Applications that use the ramp driver can increase performance when using z-buffering and texturing by ensuring that scenes are rendered from front to back. Textured z-buffered primitives are pretested against the z-buffer on a scan line basis. If a scan line is hidden by a previously rendered polygon, the system rejects it quickly and efficiently. Z-buffering can improve performance, but the technique is most useful when a scene includes a great deal of overdraw. Overdraw is the average number of times a screen pixel is written to. Overdraw is difficult to calculate exactly, but you can often make a close approximation. If the overdraw averages less than 2, you can achieve the best performance by turning z-buffering off.

You can also improve the performance of your application by z-testing primitives; that is, by testing a given list of primitives against the z-buffer. If you render the bounding box of a complex object using z-visibility testing, you can easily discover whether the object is completely hidden. If it is hidden, you can avoid even starting to render the object. For example, imagine that the camera is in a room full of 3-D objects. Adjoining this room is a second room full of 3-D objects. The rooms are connected by an open door. If you render the first room and then draw the doorway to the second room using a z-test polygon, you may discover that the doorway is hidden by one of the objects in the first room and that you don't need to render anything at all in the second room.

You can use the fill-rate test in the D3dtest.exe application that is provided with this Programmer's Reference to demonstrate overdraw performance for a given driver. (The fill-rate test draws four tunnels from front to back or back to front, depending on the setting you choose.)

On faster personal computers, software rendering to system memory is often faster than rendering to video memory, although it has the disadvantage of not being able to use double buffering or hardware-accelerated clear operations. If your application can render to either system or video memory, and if you include a routine that tests which is faster, you can take advantage of the best approach on the current system. The Direct3D sample code in this Programmer's Reference demonstrates this strategy. It is necessary to implement both methods because there is no other way to test the speed. Speeds can vary enormously from computer to computer, depending on the main-memory architecture and the type of graphics adapter being used. Although you can use D3dtest.exe to test the speed of system memory against video memory, it cannot predict the performance of your user's personal computer.

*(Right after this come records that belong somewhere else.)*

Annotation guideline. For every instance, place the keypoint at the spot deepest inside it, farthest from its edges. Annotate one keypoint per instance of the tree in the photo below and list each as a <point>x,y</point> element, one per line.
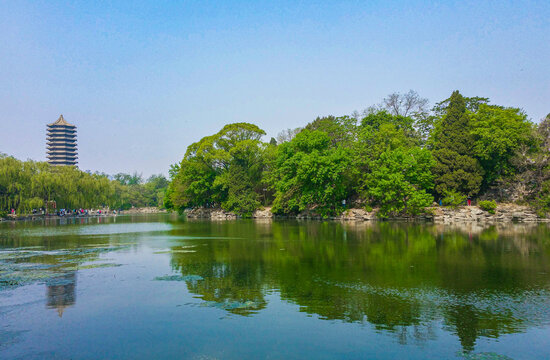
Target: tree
<point>223,169</point>
<point>498,133</point>
<point>310,174</point>
<point>456,169</point>
<point>400,179</point>
<point>408,104</point>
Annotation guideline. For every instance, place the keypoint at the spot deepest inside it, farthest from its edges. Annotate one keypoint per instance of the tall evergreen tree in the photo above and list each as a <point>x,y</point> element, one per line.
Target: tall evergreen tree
<point>456,169</point>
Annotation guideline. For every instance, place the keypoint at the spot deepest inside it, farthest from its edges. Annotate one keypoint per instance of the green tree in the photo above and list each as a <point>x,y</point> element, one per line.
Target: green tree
<point>223,169</point>
<point>456,169</point>
<point>309,173</point>
<point>498,133</point>
<point>400,179</point>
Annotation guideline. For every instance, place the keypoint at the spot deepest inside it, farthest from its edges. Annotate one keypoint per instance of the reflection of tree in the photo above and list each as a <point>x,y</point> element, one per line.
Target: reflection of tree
<point>61,292</point>
<point>399,278</point>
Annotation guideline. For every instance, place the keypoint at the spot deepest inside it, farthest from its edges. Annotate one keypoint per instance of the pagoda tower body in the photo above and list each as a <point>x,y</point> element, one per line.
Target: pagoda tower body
<point>62,143</point>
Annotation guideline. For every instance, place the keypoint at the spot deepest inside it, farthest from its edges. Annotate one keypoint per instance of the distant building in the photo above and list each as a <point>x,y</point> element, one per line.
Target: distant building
<point>62,143</point>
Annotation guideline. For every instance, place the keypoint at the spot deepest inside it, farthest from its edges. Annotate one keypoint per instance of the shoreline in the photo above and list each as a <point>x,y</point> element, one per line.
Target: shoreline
<point>36,217</point>
<point>504,213</point>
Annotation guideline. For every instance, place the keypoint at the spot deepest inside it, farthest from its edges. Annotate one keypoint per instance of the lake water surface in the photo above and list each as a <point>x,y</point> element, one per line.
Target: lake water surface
<point>162,287</point>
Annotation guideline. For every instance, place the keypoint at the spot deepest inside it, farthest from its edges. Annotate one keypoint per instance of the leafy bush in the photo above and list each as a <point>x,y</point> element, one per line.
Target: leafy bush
<point>542,201</point>
<point>488,205</point>
<point>453,199</point>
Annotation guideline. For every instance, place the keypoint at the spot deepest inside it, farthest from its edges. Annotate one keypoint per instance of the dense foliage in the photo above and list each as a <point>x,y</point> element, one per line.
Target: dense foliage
<point>397,156</point>
<point>28,185</point>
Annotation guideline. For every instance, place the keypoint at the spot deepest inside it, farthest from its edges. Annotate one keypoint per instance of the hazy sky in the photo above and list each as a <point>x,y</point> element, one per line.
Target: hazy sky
<point>143,80</point>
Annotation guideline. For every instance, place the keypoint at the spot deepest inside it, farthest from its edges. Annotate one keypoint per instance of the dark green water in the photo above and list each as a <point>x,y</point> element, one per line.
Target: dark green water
<point>159,287</point>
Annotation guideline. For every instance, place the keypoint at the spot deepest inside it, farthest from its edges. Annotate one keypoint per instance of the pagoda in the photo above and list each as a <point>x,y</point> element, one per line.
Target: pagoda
<point>61,143</point>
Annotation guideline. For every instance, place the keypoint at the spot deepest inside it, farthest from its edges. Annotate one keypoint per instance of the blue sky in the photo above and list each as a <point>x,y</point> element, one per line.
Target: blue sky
<point>143,80</point>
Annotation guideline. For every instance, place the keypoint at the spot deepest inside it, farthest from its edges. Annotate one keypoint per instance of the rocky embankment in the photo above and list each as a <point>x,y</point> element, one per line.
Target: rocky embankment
<point>504,213</point>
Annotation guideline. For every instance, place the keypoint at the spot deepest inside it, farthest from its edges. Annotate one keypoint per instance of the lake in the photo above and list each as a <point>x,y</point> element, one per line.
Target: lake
<point>162,287</point>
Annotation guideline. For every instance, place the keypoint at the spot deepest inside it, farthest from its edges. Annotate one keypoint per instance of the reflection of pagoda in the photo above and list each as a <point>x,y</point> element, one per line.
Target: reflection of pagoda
<point>62,294</point>
<point>61,143</point>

You can run all of the Direct3D samples in system memory by using the -systemmemory command-line option. This is also useful when developing code because it allows your application to fail in a way that stops the renderer without stopping your system—DirectDraw does not take the WIN16 lock for system-memory surfaces. (The WIN16 lock serializes access to GDI and USER, shutting down Windows for the interval between calls to the IDirectDrawSurface3::Lock and IDirectDrawSurface3::Unlock methods, as well as between calls to the IDirectDrawSurface3::GetDC and IDirectDrawSurface3::ReleaseDC methods.)